Jennifer Templeman is the Chief Financial Officer at Jumpstart.
Whenever I have the opportunity to talk to business majors I like to point out the benefits of working in a non-profit. Last month, after giving what I thought was a powerful reflection on the satisfaction one gets from making a difference in the lives of others, I received the following question from the audience, “Doesn’t it make more sense to apply your background in a bigger corporation or firm and then donate to the non-profit that you want to support?”
I’ve received various versions of this question through the years as I’ve continued to make a career out of non-profit financial management. Twenty years ago I began on this path and it has never once occurred to me that working at a for-profit business might allow me to do more good for the communities I’ve lived in.
When my oldest son began school, I was invited as a guest to provide some math activities as a special fun afternoon for his class. As I went through my games, I realized the teacher had pulled three children to a table at the back and was working with them instead of allowing them to participate.
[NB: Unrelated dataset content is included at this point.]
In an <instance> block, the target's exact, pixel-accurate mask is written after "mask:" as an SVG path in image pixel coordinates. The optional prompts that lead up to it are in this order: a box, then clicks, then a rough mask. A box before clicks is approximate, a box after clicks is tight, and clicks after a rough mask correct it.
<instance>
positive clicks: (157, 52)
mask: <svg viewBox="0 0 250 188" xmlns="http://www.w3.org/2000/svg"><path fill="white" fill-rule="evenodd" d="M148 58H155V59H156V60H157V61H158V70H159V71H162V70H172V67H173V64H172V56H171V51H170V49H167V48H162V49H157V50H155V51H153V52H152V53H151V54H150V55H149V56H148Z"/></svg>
Assuming they were in some kind of trouble I asked the teacher what they had done to deserve being removed from the entertainment and she told me they hadn’t misbehaved, they just needed more attention because they didn’t have some of the skills the rest of the class had already developed. They were behind in their letter recognition, couldn’t write or distinguish their names, and without this intense work, they would not be able to keep up with the pace of the class. For years the look of those three children in the back of the classroom, tracing letters on worksheets and sneaking a peak at what we were doing haunted me.
Several years later, I was invited to interview at Jumpstart. Someone explained the work that was being done to ensure no child began kindergarten without the skills they needed to succeed in school and I knew I had to be a part of this. I’d finally found a way to do something for those children…and the thousands just like them.
I spend time poring over financial statements, performing analysis and running scenarios and projections. I look for efficiencies, review compliance statements and write policy and procedure manuals. It probably sounds like a dull day at the office to a lot of readers, but to me, every task I complete, every dollar I can steward so that more of it goes directly to programming means I’m making a difference in the lives of children. Compounding my efforts over days, weeks and years means that I have played a role – albeit in the background – in bringing Jumpstart to thousands of preschoolers.
So, when I’m asked why I stay in the non-profit field instead of going after the lure and appeal of corporate work, I say I do it for the children. I do it because if I don’t, then who will? I do it because if I do my job well, then I am changing the future of countless children and giving them a chance to be whatever they want to be in life. There is nothing a paycheck or a fancy office can give me that is worth more than that.